Might Chalkdust breaks Sparrow’s record with 9th Monarch title

Dr Hollis “Chalkdust” Liverpool during his performance of Learn from Arithmetic during the Dimanche Gras show at Queen’s Park Savannah, Port-of-Spain on Sunday.

(Trinidad Guardian) The Mighty Chalkdust’s (Dr Hollis Liverpool) victory at this year’s Dimanche Gras on Sunday night pushed him ahead of the “Calypso King of the World’s” (Slinger Francisco) record with nine titles as Calypso Monarch.

The two bards were previously tied with eight victories each and Chalkdust had tried unsuccessfully at eclipsing Sparrow since he copped his last monarch title in 2009.

But on Sunday night Chalkdust connected with people on the serious issue of potential child abuse as a result of child marriage, provoking thought while at the same time having folks chuckle and laugh.

He beat out Karene Asche and Heather Mac Intosh into second and third respectively, while defending monarch Devon Seale could only manage sixth spot. (See page A21)

Surrounded by friends, family and jubilant supporters after the victory, Liverpool told the T&T Guardian: “That is the essence of the calypso—people must understand it, and they must laugh, they must be entertained. You taking serious issues, but not in a way to make people drowsy or make the song boring… You have to make the topic beautiful, so they can enjoy themselves and laugh at themselves, you know? People must learn to laugh.”

Liverpool said he was not afraid he might offend some Hindu people as a result of the topic of his calypso Learn From Arithmetic.

“No. Because I did everything clean, nothing dirty, nothing nasty—just talking maths. I couldn’t offend Hindu people because I just simply said what is happening. I played double entendre, yes.”

His calypso falls squarely in social commentary while also flirting with the idea of smut calypso—the tag line “75 can’t go into 14” is both a lesson in maths and a possible metaphor for old men having sexual relations with young girls—yet the way he expressed it mocked the absurdity and immorality of such unequal relationships with a barbed humour.

“It was a lesson in both literacy and numeracy,” quipped one of his supporters.
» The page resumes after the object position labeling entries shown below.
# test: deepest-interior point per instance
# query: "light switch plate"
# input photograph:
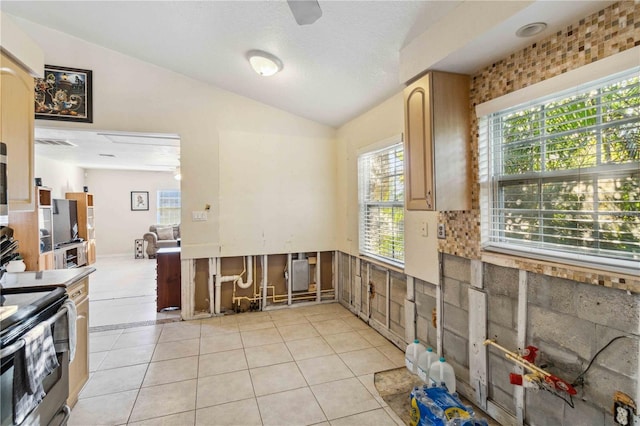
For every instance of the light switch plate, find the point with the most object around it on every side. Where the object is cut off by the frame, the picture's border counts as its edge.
(198, 216)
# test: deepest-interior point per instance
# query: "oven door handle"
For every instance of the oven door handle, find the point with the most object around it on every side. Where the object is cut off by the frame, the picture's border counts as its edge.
(15, 347)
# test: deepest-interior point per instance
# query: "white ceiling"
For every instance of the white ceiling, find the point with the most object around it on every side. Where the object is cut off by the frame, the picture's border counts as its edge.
(334, 70)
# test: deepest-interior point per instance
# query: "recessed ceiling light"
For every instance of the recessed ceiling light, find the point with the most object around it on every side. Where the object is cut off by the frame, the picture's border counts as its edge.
(264, 63)
(530, 30)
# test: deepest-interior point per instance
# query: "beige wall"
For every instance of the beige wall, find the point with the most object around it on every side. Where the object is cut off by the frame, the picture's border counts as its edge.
(278, 194)
(131, 95)
(380, 123)
(116, 225)
(59, 176)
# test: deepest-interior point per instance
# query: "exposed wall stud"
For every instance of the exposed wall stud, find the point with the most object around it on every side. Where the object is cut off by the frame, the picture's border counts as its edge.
(519, 391)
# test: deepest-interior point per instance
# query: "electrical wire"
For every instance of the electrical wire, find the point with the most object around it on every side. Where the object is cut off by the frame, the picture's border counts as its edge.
(579, 381)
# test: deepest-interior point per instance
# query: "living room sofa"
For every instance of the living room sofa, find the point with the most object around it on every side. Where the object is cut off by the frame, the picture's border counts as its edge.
(161, 236)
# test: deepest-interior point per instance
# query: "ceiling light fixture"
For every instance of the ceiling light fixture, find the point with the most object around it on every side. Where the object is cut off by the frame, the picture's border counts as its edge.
(530, 30)
(264, 63)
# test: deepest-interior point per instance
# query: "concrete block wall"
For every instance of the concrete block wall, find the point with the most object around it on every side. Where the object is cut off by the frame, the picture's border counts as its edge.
(570, 322)
(385, 306)
(397, 295)
(426, 302)
(456, 278)
(567, 320)
(501, 286)
(378, 281)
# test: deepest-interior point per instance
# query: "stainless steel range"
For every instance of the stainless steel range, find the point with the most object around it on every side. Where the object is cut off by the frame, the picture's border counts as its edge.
(24, 309)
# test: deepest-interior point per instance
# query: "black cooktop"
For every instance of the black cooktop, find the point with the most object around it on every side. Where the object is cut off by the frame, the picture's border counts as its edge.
(34, 305)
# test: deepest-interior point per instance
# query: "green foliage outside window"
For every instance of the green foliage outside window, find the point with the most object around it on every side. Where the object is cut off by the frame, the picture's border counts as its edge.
(381, 183)
(568, 172)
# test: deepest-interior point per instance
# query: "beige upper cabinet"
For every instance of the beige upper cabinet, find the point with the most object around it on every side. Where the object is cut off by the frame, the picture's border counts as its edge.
(437, 175)
(16, 128)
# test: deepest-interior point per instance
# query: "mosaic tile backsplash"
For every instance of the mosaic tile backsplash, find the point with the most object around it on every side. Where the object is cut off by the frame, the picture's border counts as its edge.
(597, 36)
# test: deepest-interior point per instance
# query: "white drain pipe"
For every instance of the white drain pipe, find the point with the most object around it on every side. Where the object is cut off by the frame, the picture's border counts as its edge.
(231, 278)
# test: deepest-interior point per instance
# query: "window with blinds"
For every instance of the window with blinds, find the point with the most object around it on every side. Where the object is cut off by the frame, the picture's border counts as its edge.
(381, 200)
(562, 174)
(168, 208)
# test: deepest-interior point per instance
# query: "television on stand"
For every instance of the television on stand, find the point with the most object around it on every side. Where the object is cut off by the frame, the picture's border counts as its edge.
(65, 222)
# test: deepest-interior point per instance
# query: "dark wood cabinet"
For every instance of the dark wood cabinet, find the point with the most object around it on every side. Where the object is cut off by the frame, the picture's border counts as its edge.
(168, 278)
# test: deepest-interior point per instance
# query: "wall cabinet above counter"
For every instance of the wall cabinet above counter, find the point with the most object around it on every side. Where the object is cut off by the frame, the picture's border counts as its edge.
(437, 135)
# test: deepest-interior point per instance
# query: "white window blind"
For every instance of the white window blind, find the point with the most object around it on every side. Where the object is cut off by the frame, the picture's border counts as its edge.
(168, 208)
(561, 175)
(381, 199)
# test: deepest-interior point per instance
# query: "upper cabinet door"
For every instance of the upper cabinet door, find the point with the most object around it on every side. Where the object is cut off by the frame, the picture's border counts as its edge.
(16, 128)
(437, 134)
(418, 163)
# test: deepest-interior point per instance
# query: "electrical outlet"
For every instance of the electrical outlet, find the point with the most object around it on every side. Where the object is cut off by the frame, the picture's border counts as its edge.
(624, 410)
(198, 216)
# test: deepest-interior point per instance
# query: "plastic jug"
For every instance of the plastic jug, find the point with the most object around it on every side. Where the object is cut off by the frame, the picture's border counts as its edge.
(411, 355)
(425, 360)
(442, 372)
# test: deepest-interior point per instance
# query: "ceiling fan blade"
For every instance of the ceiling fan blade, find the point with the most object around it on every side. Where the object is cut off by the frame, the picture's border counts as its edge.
(306, 12)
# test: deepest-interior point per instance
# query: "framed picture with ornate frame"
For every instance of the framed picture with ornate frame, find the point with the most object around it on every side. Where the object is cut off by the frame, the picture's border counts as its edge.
(64, 94)
(139, 200)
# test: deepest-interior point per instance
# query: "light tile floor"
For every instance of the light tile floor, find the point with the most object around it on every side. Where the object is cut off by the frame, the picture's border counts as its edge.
(123, 290)
(272, 368)
(300, 366)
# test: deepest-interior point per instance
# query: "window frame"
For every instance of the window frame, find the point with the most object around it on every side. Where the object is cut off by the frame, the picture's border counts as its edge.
(393, 143)
(489, 183)
(159, 208)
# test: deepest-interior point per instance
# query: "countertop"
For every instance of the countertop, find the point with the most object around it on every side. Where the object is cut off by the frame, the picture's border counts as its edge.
(51, 278)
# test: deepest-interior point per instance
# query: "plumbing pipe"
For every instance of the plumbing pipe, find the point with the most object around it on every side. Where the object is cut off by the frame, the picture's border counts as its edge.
(238, 279)
(228, 278)
(218, 286)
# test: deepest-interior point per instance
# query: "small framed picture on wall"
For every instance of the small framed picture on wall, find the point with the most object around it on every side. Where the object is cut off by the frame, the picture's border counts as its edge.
(139, 200)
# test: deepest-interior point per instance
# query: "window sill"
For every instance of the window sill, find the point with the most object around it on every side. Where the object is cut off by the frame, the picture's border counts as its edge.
(589, 275)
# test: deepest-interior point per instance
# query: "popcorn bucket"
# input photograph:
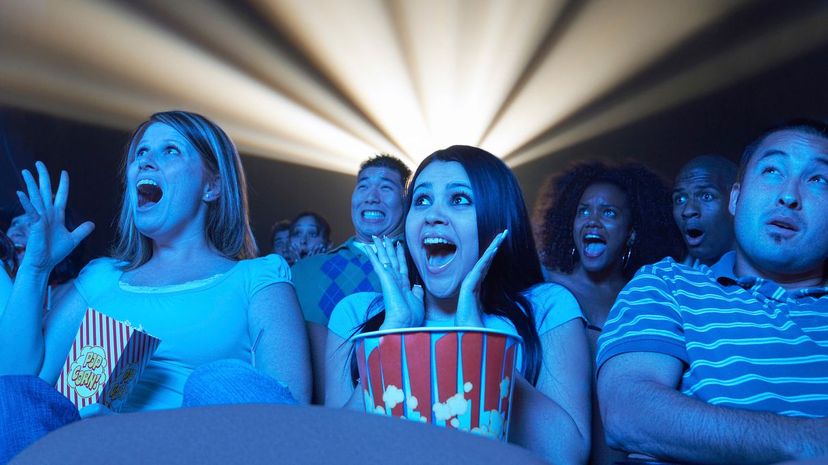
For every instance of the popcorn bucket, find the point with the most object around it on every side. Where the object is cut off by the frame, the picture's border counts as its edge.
(105, 362)
(459, 378)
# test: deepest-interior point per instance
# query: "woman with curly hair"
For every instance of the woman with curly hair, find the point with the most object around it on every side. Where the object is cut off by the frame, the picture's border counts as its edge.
(597, 226)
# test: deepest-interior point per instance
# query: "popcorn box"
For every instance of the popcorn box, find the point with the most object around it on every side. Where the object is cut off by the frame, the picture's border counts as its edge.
(459, 378)
(105, 361)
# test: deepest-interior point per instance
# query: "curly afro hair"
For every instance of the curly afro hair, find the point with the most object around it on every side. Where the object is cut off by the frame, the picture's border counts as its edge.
(652, 218)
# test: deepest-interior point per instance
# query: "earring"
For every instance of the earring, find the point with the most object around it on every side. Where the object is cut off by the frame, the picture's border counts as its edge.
(625, 260)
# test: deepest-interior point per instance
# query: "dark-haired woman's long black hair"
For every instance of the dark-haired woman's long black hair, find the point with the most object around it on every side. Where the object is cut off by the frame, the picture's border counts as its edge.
(499, 205)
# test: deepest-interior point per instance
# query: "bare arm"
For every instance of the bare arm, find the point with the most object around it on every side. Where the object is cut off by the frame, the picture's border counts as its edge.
(5, 288)
(282, 351)
(340, 391)
(553, 418)
(643, 412)
(49, 242)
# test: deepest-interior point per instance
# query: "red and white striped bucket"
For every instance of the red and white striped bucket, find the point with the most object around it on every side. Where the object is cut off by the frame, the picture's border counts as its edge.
(105, 361)
(460, 378)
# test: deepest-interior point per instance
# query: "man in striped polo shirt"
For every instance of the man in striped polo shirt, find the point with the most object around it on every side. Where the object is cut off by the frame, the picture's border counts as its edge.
(729, 363)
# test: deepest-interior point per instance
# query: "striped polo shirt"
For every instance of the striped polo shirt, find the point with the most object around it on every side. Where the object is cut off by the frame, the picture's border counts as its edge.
(746, 343)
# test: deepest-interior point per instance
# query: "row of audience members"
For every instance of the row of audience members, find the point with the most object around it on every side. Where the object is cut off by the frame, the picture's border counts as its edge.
(687, 324)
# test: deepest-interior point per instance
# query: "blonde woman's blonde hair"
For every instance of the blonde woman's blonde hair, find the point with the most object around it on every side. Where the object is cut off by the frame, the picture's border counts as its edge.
(227, 226)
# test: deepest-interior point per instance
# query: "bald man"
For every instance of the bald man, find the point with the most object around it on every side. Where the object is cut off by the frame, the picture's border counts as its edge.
(700, 199)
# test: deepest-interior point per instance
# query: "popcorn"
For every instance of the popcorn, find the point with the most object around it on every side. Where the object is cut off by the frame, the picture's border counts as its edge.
(462, 378)
(392, 396)
(105, 361)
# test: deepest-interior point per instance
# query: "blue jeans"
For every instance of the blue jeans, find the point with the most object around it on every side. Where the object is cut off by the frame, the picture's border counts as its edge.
(233, 382)
(30, 408)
Asked what he intended to do with his $700,000 winnings and what he will try next year for a tenth win, Liverpool said: “Both those things depend on my wife, …because my wife usually tells me if my calypsoes are good, bad or indifferent.”

Dr Hollis “Chalkdust” Liverpool during his performance of Learn from Arithmetic during the Dimanche Gras show at Queen’s Park Savannah, Port-of-Spain on Sunday.

During his performance, Chalkdust, who celebrated his 50th year as a calypsonian this year, connected with the audience with an engaging delivery. The calypso taught a gentle lesson in the art of entertaining an audience whilst using language to craft a skilful T&T folk song about a controversial topical issue.

In typical Chalkie fashion, the music was not really something you could dance to. But he still achieved a natural connection with the Grand Stand audience with his easy conversational style, his varied use of arithmetic as a satirical metaphor, his humorous storytelling skills and his skilful harnessing of the hallowed T&T tradition of smut calypso without ever once using overtly smutty, crass or offensive language.

He also negotiated the tricky area of the barbarous side of some minority ethnic cultural practices without ever sounding prejudiced or insulting to Indo-Trini or other ethnicities as a whole, managing to raise the issue to a national, human level: that of the rights of any girl child to a childhood, free from the sexual predations of older men. And it didn’t hurt his popularity that he set up Sat Maharaj as a bogeyman of sorts, injecting conflict into the mix.